"When I saw that burned out car, I thought it would be a good spring break activity to show the kids how art can exist outside a gallery setting, how art can activate a community and invite interaction and also how art can bring an element of brevity."
In helping them create their artworks, they talked about the idea of the gallery…how works are displayed, how a viewer is allowed to interact with those works, the cut the gallery takes, etc.
"A burned out car can mean a lot of different things to many different people. For me, it was a simple thing that I imagined would make a lot of people laugh and it did. So many people posted pictures of the signs, or reached out to me personally. And then someone put up a sold sign, others added things to our signs.
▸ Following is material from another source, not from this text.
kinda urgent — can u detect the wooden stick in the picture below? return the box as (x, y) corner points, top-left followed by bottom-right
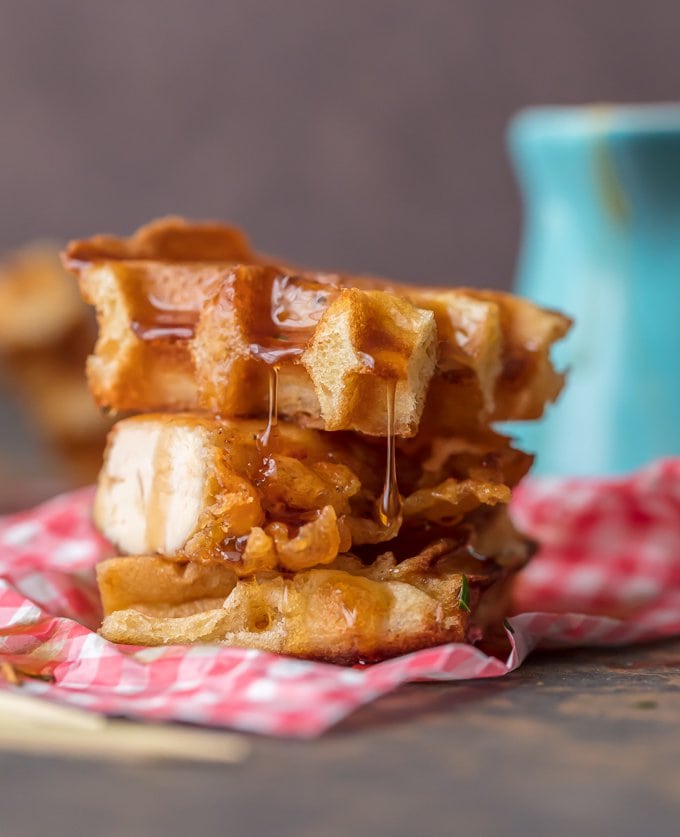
(0, 662), (20, 686)
(0, 689), (106, 732)
(0, 689), (250, 764)
(0, 721), (250, 764)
And on the day it was towed someone made a crocheted sold sign. Just so great."
Her two young daughters (Ora Hunter age 11, Nova Hunter age 7) love participating in the annual youth art show at Gibsons Public Art Gallery GPAG and this year Mira's niece (Lula Labreche age 8) and nephew (Henry Labreche age 10) also submitted works.
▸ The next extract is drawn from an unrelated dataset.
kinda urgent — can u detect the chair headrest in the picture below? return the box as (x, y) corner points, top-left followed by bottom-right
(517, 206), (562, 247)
Mira Hunter is a visual artist and a second-generation whirling dervish, an all-male 13th century mystic tradition. She began her training at the age of 16 with her father.
As a visual artist, she studied at the Nova Scotia College of Art and Design, Yale University, and the Skowhegan School of Painting and Sculpture, graduating with a MFA from Columbia University in 2013. She has performed at the Montreux Jazz Festival, the London Forum, Istanbul’s Arena, Celebrate Brooklyn, and the Dubai International Film Festival. She has collaborated with Turkish born musician/producer Mercan Dede, the Modern Dance Company of Turkey, and she was featured in David Michalek’s Slow Dance project that was exhibited at the Venice Biennale in 2008, and appeared in Fatih Akin’s award winning documentary Crossing The Bridge: The Sounds of Istanbul.
Hunter’s sculptural installations often involve imagery captured using a bullet time camera ring she created with her husband Derek Junck Hunter, which they presented at dorkbot NYC in 2011.
She currently lives and works on the edge of the wilderness in Roberts Creek, British Columbia.